I dati evidenziano che nella Provincia di Pescara si registra il più alto tasso di presenze di stranieri (15,8%), una percentuale quasi doppia rispetto a L’Aquila, ferma al 7,4%.

In sede di presentazione dei risultati dell’indagine, i vertici di Confartigianato hanno richiesto a gran voce un progetto regionale per valorizzare il territorio e rilanciare l’economia locale. Destinatari dell’appello sono soprattutto le istituzioni regionali e le Camere di commercio.

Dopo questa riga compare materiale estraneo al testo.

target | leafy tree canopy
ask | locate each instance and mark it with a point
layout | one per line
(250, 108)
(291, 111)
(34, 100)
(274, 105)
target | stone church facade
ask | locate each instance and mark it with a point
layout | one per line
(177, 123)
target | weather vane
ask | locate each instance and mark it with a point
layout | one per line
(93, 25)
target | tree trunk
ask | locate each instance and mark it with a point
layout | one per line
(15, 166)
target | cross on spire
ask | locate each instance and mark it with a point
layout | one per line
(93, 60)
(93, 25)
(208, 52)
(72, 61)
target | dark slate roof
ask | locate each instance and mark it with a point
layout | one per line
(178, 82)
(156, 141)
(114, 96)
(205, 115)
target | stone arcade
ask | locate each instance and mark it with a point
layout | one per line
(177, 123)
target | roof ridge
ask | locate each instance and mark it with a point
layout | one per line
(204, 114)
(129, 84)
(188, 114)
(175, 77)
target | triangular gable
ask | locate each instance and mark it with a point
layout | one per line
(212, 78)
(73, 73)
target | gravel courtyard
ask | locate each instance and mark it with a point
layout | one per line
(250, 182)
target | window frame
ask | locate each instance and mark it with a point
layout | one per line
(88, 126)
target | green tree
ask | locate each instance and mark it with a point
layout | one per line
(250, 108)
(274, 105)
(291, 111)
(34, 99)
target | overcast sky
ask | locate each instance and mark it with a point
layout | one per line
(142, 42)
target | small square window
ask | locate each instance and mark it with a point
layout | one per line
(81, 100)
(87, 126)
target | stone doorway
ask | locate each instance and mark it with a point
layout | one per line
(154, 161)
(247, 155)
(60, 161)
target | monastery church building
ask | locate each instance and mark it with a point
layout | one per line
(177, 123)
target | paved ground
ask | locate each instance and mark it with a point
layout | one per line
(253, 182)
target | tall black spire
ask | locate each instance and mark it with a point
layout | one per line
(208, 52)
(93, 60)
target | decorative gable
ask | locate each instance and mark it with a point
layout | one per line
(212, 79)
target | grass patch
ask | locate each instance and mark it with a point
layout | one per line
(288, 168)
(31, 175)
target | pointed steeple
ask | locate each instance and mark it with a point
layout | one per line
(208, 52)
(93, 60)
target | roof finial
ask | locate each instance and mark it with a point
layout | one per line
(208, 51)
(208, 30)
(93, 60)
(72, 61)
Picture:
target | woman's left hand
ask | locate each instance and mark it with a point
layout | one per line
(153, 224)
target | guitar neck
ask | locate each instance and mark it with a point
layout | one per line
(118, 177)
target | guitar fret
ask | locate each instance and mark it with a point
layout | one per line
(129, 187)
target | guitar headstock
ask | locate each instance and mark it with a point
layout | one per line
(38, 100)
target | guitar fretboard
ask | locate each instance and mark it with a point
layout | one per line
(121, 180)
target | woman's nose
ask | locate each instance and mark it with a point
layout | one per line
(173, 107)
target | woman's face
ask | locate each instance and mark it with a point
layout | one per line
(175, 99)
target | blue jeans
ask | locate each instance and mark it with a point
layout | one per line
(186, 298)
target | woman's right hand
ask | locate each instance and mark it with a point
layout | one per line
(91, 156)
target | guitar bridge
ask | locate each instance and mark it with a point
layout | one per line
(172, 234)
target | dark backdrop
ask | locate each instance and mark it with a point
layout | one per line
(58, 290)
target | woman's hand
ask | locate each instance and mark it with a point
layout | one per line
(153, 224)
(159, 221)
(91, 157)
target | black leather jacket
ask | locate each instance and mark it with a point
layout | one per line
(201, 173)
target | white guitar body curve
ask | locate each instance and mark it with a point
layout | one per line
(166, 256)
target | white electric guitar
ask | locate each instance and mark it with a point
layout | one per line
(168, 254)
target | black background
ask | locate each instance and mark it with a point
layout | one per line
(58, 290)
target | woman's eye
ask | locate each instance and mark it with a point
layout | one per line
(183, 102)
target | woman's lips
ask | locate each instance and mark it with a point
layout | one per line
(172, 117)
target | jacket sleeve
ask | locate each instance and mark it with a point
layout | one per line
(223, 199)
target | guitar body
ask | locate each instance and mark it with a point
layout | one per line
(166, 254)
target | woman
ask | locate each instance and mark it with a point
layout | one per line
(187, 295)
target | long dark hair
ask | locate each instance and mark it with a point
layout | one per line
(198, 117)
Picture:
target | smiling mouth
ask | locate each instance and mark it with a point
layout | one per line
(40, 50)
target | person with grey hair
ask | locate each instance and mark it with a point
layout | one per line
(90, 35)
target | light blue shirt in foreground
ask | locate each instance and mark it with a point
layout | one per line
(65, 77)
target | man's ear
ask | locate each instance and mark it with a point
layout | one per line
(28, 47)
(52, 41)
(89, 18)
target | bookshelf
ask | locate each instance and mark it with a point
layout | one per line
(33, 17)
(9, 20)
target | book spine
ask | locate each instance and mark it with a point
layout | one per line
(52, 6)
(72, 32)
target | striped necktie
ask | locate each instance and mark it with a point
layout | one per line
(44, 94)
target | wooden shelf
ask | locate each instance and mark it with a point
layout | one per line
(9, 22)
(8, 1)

“Serve un progetto articolato di valorizzazione del nostro territorio che miri ad esaltarne le eccellenze - spiega Daniele Giangiulli, direttore regionale di Confartigianato -, e che sia finalizzato allo sviluppo di un percorso formativo degli operatori di settore, non sempre impeccabili dal punto di vista professionale.”

In generale, nella Regione Abruzzo si evidenzia il forte peso dell’artigianato sul comparto turistico, con ben 5098 imprese pari al 15,3% del totale. Le attività del settore sono concentrate principalmente nell’abbigliamento, nelle calzature, nell’agroalimentare, nei ristoranti, nelle pizzerie e nelle altre attività manifatturiere e dei servizi.

A Pescara le imprese artigiane del turismo sono 1.174, specializzate nei settori alimentari, dell’abbigliamento, delle calzature e in attività manifatturiere. Il capoluogo adriatico è l’unica provincia della regione che ha fatto registrare un piccolo incremento (+1.2%) rispetto al 2013, e può vantare il più alto numero di ristoranti e pizzerie artigianali, con ben 198 attività.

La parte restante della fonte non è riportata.